9.Notant que la loi de 2017 permet désormais aux femmes malgaches de transmettre leur nationalité quelle que soit leur situation matrimoniale, M. de Frouville demande ce qu’il en est de la transmission de la nationalité à un époux étranger ou apatride, et aimerait également savoir si la loi de 2017 s’applique aussi de manière rétroactive. Il invite en outre la délégation à donner des précisions sur la lettre de politique foncière d’août 2015, qui semble porter atteinte aux droits fonciers des femmes des zones rurales en les soumettant à des formalités exagérément complexes pour l’acquisition de terres. En matière de succession, la délégation pourrait préciser si l’article 83 de la loi de 1968, qui dispose que les cohéritiers peuvent convenir que les héritiers de sexe féminin recevront leur part de succession foncière sous la forme d’une somme d’argent, et l’article 16 de la même loi, qui dispose que le conjoint de sexe féminin figure en huitième place sur la liste des héritiers, sont toujours en vigueur.

10.Sur la question de la discrimination, M. de Frouville sollicite des renseignements sur les points suivants : l’adoption d’une législation complète intégrant l’orientation sexuelle et l’identité de genre parmi les motifs de discrimination interdits ; les mesures prises pour lutter contre la discrimination fondée sur l’origine ethnique ou l’appartenance à une caste ; les mesures prises pour prévenir et combattre la stigmatisation des personnes touchées par le VIH/sida et des lesbiennes, gays, bisexuels et transgenres (LGBT) et la discrimination à leur égard. Enfin, concernant les violations des droits de l’homme commises durant la crise politique de 2009-2013, M. de Frouville demande : où en est la désignation des membres du Conseil du Fampihavanana Malagasy et des responsables de la Caisse nationale de réparation et d’indemnisation ; si les victimes ont été indemnisées ; et si la loi no 2012-007 portant amnistie pour la réconciliation nationale a été mise en œuvre.

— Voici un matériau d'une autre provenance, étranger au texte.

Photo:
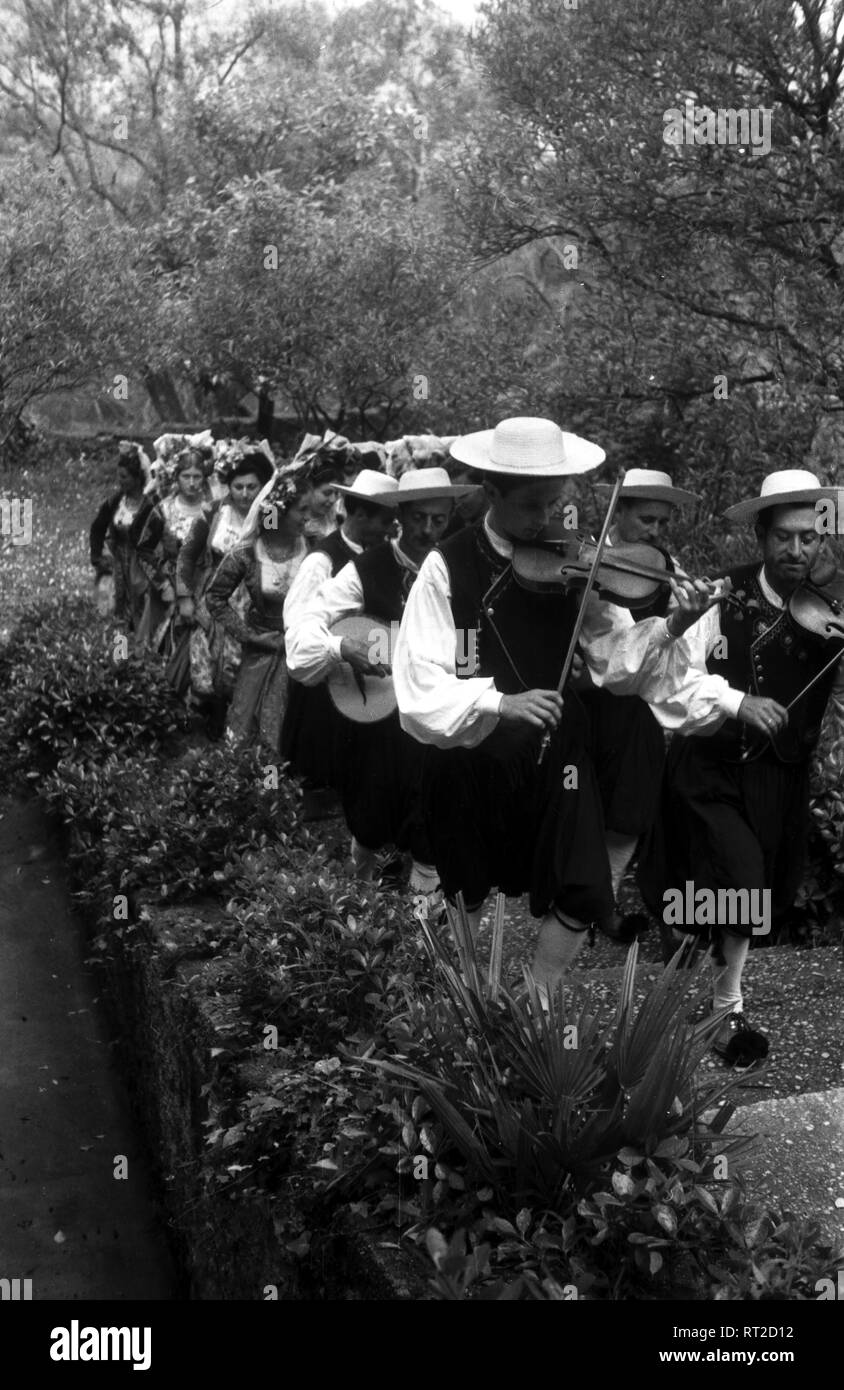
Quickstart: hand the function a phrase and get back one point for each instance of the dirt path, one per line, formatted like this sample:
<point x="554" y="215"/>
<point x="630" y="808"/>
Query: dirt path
<point x="67" y="1222"/>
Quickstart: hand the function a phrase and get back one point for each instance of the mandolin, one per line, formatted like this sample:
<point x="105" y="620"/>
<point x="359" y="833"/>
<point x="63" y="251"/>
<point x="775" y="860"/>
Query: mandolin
<point x="364" y="699"/>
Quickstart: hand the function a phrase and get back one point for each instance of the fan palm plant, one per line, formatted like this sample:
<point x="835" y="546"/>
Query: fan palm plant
<point x="538" y="1098"/>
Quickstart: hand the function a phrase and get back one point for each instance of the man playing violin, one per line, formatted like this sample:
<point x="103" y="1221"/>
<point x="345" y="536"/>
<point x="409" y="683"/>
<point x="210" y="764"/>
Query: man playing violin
<point x="627" y="740"/>
<point x="495" y="813"/>
<point x="380" y="765"/>
<point x="736" y="804"/>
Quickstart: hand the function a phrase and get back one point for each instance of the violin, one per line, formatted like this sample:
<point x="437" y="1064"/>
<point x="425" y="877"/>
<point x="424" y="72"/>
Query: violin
<point x="629" y="574"/>
<point x="818" y="605"/>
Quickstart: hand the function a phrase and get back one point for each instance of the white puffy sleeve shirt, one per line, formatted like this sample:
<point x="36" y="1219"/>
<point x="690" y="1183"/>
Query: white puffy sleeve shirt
<point x="629" y="658"/>
<point x="312" y="649"/>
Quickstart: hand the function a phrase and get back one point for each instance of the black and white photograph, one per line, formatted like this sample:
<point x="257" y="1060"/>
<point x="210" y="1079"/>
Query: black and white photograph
<point x="422" y="615"/>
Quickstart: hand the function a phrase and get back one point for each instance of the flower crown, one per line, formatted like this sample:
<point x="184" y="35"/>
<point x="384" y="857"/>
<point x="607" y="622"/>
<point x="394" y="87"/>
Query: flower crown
<point x="287" y="487"/>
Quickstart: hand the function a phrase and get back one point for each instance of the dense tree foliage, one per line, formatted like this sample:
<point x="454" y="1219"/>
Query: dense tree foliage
<point x="460" y="231"/>
<point x="698" y="260"/>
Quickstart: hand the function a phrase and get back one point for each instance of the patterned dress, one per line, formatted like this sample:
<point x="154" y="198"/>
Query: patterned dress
<point x="157" y="531"/>
<point x="259" y="698"/>
<point x="113" y="526"/>
<point x="214" y="652"/>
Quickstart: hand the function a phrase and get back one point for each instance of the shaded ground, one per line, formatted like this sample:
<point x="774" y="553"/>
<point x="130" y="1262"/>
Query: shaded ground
<point x="66" y="1221"/>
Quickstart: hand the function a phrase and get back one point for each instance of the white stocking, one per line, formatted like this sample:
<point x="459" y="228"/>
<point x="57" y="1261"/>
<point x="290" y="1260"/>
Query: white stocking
<point x="726" y="979"/>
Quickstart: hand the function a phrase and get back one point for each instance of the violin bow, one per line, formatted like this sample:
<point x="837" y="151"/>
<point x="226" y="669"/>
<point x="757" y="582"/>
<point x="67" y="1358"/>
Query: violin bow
<point x="584" y="599"/>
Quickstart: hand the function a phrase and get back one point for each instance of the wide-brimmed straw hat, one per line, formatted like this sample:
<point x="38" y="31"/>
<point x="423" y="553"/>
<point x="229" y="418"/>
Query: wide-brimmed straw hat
<point x="527" y="446"/>
<point x="651" y="485"/>
<point x="779" y="488"/>
<point x="370" y="487"/>
<point x="426" y="484"/>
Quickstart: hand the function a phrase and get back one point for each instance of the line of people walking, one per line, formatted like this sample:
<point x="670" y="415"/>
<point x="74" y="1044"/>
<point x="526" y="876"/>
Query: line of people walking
<point x="363" y="616"/>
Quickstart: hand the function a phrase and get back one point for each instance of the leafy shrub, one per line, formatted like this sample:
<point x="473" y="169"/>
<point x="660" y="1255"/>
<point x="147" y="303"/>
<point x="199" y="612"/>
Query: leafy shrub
<point x="661" y="1229"/>
<point x="536" y="1104"/>
<point x="170" y="830"/>
<point x="67" y="697"/>
<point x="323" y="957"/>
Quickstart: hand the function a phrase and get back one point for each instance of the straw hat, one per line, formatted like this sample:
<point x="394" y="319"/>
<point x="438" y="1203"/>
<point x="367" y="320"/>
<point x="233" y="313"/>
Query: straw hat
<point x="527" y="446"/>
<point x="371" y="487"/>
<point x="779" y="488"/>
<point x="426" y="484"/>
<point x="651" y="485"/>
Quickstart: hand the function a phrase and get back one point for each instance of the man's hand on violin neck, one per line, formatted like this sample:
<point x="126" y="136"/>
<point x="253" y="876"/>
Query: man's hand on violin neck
<point x="694" y="597"/>
<point x="542" y="709"/>
<point x="762" y="713"/>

11.M me Abdo Rocholl s’enquiert de l’état d’avancement du projet de loi relatif aux peines de substitution à la peine du mort, ainsi que de la date prévue de son adoption, et demande également où en est la ratification du deuxième Protocole facultatif se rapportant au Pacte. Sur un autre sujet, Mme Abdo Rocholl aimerait savoir à quelles affaires impliquant les forces de l’ordre l’État partie fait référence au paragraphe 29 de ses réponses à la liste de points (CCPR/C/MDG/Q/4/Add.1), combien il existe d’affaires de ce type, combien d’agents des forces de l’ordre sont visés par une instruction judiciaire, et quelle issue ont eue les procédures engagées. Elle invite la délégation à répondre aux allégations faisant état d’exécutions sommaires et extrajudiciaires commises par les forces de l’ordre, en particulier dans le contexte des opérations de sécurisation du pays face au banditisme lié au vol de bétail. Elle l’invite également à commenter le fait que les localités qui ont été le théâtre de massacres impliquant des dahalo, des civils et des membres des forces armées se trouvent pour la plupart dans des régions au sous-sol exceptionnellement riche où des populations ont été déplacées et des terres confisquées par la force. Sachant que des personnes âgées, des personnes handicapées et des enfants auraient été brûlés vifs lorsque les forces de sécurité ont mis le feu à leur village dans le cadre de l’opération militaire Tandroka, MmeAbdo Rocholl souhaite que la délégation donne un complément d’information sur cette opération, en indiquant notamment combien de personnes ont été poursuivies et condamnées en lien avec celle-ci et si les victimes et leur famille ont reçu réparation. La délégation est également invitée à commenter le fait que la police aurait incendié cinq villages après que deux policiers aient été tués par des villageois à Antsakabary, et à dire combien de personnes ont été poursuivies, quelles peines ont été infligées aux responsables et de quelles mesures de réparation ont bénéficié les victimes. Enfin, Mme Abdo Rocholl s’enquiert des mesures visant notamment à prévenir le lynchage de personnes soupçonnées d’avoir commis une infraction, ainsi que des enquêtes ouvertes, des poursuites engagées et des peines infligées aux responsables de tels faits.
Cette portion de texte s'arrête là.